Last year, I ventured down to Winter Haven, Florida in late-July for my first taste of life in the GCL, and I will get a second taste of it when I visit at the end of July again this year. What an interesting experience it is.

Whether you go to Buffalo to watch the Indians Triple-A affiliate in action, or you go to Mahoning Valley to catch the Indians short-season Single-A affiliate in action, you always catch the game in a stadium with fans in attendance. That's not the case for the GCL Indians. When the games are being played, you would think you were watching a high school baseball scrimmage. They play on the Indians Triple-A practice field located adjacent to the minor league clubhouse at the Indians spring training complex at Chain of Lakes Park in Winter Haven, Florida. This year, because the Indians will no longer be playing in the major league field, the GCL players have been playing in the stadium the Indians used for a month and a half in spring training to play games.

If you take a look around, there is definitely a feeling of isolation. There is no one working in the administration buildings. No front office. No open concession stands. No restrooms. No press box. No fans. The only applause you hear when the home team makes a nice play, makes a good pitch, or gets a hit comes from the coaches and players in the dugout.

Just to give you an idea of how different it is at this level, the "front office" is the trainer Teddy Blackwell. That's it. There just is not anything there, except a handful of coaches and roughly 50 players who make up the GCL team and others from various parts of the organization on rehab assignments, and the trainer. That is your GCL Indians organization.

The ticket office where patrons would normally buy tickets during spring training is all closed up, and in fact the entire facility is in a state of hibernation until next spring training. All except the minor league clubhouse and the practice fields. With this being the last year the Indians will be in Winter Haven, everything is boarded up and ready to be closed for good once the GCL team wraps up play at the end of August.

The setup of the Winter Haven facility where it basically is only fully operational for two months out of the year is a big reason the Indians are moving their spring training operations to Goodyear, Arizona next year. At Goodyear, the Indians will have a brand-new state of the art training complex that should be fully operational year round. It will become a true sister operation to the team headquarters in Cleveland located at Progressive Field.

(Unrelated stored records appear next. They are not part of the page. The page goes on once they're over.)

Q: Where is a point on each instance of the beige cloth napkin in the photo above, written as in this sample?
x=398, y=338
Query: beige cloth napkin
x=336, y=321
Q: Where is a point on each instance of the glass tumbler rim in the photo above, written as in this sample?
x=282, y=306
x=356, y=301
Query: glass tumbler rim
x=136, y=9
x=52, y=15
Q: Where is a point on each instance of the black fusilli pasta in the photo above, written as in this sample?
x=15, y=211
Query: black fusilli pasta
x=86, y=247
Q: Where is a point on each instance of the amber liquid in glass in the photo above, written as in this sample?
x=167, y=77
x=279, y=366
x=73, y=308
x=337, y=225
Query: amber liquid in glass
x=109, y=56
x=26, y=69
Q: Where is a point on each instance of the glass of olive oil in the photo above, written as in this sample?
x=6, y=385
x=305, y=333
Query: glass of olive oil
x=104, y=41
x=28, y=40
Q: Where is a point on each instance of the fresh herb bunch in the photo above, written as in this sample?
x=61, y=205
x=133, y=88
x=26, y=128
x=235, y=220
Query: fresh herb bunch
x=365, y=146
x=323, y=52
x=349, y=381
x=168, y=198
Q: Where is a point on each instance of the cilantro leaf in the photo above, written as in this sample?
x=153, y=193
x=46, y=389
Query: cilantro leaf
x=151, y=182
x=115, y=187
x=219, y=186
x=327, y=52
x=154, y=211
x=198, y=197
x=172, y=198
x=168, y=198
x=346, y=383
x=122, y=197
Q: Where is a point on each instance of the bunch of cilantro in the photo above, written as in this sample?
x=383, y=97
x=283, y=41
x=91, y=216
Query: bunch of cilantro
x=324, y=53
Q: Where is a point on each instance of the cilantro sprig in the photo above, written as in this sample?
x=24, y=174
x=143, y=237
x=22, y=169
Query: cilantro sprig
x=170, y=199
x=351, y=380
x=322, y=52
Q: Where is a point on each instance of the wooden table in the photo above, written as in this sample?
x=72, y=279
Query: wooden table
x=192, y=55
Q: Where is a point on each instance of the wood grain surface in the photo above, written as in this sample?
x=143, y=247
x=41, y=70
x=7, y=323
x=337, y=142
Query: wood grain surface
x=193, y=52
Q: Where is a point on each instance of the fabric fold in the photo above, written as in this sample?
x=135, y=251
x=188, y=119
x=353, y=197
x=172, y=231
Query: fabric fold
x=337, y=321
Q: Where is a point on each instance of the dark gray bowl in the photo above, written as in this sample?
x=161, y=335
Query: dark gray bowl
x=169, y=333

The GCL team is just a temporary home for the Indians rookie-level prospects. The GCL team was started up in 2006, and ended up replacing Burlington by year's end as the Indians affiliate where most of their recent high school draft picks and Latin American players get their first taste of professional baseball. The GCL team is temporary because when spring training operations move to Goodyear, Arizona in 2009, the GCL team will be scrapped and the Indians will have a rookie-level team in the Arizona League starting in 2009.

The trip to Winter Haven to see the GCL Indians in action last year turned out to actually be the most interesting stop for me among all my minor league visits the last two years. Not because it was a great venue, or the games were exciting, but because of how raw the level is and how isolated the players seem to be from the world. Also, with how far away they really are from the majors let alone Mahoning Valley and Lake County (the next steps up). A lot of these players will not even make it out the GCL and be cut from the team this offseason or next spring, while some of these players will be in Lake County next year.